LPA toured and inspected the physical plant inside and outside to ensure all passageways, and other areas of potential hazard are free of obstruction. LPA observed the kitchen and dining area for the ability to prepare food. LPA observed a crack on the kitchen floor and technical assistance was provided.  LPA observed, bedrooms and bathrooms, storage areas, laundry and lighting throughout the facility. The temperature inside the building measured at 72*F which is within the required range of 68-85*F. The hot water temperature was measured at 105*F which is within the required range of 105-120*F. 

The first aid kit included supplies such as sterile first aid dressings, bandages or roller bandages, adhesive tape, scissors, tweezers, thermometers, antiseptic solution and guide. LPA observed the fire extinguisher(s), smoke detectors and pull alarm system. Facility has central heating and air.
At 1:30 pm two resident files and two staff files were reviewed during this visit.
Due to printer malfunction Administrator has agreed to receive a copy of report via email.

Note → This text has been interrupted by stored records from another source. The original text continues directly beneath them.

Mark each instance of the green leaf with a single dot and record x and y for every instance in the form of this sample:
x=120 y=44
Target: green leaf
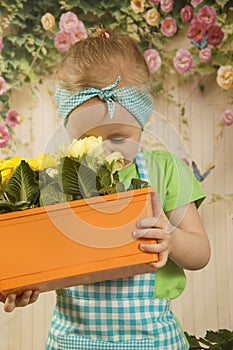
x=103 y=179
x=22 y=185
x=51 y=194
x=219 y=337
x=77 y=179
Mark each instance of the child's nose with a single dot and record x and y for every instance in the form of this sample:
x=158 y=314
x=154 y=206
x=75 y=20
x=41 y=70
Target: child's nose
x=109 y=146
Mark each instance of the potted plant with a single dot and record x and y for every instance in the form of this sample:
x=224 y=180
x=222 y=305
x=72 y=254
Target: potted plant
x=67 y=219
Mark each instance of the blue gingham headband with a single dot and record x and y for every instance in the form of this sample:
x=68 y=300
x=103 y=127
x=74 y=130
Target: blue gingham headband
x=136 y=101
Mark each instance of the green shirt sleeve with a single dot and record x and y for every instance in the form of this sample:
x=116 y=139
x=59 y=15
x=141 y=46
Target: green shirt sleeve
x=173 y=180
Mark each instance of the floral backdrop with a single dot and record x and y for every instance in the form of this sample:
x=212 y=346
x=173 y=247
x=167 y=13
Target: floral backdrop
x=33 y=39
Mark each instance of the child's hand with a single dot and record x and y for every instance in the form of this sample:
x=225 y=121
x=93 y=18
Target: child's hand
x=158 y=228
x=12 y=301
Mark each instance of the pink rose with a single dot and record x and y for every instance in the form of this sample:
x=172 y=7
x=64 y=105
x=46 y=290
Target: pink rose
x=205 y=55
x=225 y=77
x=215 y=35
x=152 y=59
x=48 y=21
x=137 y=5
x=1 y=42
x=227 y=117
x=186 y=14
x=3 y=86
x=4 y=136
x=195 y=3
x=62 y=41
x=196 y=30
x=183 y=61
x=78 y=32
x=168 y=26
x=152 y=17
x=207 y=16
x=12 y=118
x=166 y=5
x=68 y=21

Per the California Code of Regulations, Title 22, Division 6, Chapter 6, no violations were observed during this visit. Exit interview held, copy of report given.

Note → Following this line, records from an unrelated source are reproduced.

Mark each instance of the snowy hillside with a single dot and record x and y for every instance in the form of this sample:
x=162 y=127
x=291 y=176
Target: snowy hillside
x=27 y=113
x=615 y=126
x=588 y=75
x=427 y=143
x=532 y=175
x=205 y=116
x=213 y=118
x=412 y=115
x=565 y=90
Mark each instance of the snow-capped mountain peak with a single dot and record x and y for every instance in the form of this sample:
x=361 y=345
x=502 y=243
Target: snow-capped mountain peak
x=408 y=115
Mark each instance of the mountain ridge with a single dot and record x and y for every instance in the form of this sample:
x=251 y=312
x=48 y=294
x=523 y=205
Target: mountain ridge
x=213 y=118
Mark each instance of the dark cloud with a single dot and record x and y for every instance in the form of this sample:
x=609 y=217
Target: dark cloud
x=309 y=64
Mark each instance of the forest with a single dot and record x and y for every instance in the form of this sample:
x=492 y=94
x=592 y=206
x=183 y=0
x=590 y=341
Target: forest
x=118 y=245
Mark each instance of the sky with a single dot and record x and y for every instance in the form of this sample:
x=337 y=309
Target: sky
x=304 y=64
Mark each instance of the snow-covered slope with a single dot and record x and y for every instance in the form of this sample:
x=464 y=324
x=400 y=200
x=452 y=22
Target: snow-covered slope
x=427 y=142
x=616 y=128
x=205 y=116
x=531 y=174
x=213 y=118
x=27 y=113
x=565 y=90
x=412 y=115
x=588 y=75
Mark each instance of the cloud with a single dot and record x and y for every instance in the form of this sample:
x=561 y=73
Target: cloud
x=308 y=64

SUPERVISOR'S NAME: Stephen RichardsonTELEPHONE: (916) 263-4746
LICENSING EVALUATOR NAME: Jamie Ivey-CanadyTELEPHONE: 916-263-4700
LICENSING EVALUATOR SIGNATURE:
DATE: 10/11/2022
I acknowledge receipt of this form and understand my licensing appeal rights as explained and received.
FACILITY REPRESENTATIVE SIGNATURE:
DATE: 10/11/2022
This report must be available at Child Care and Group Home facilities for public review for 3 years.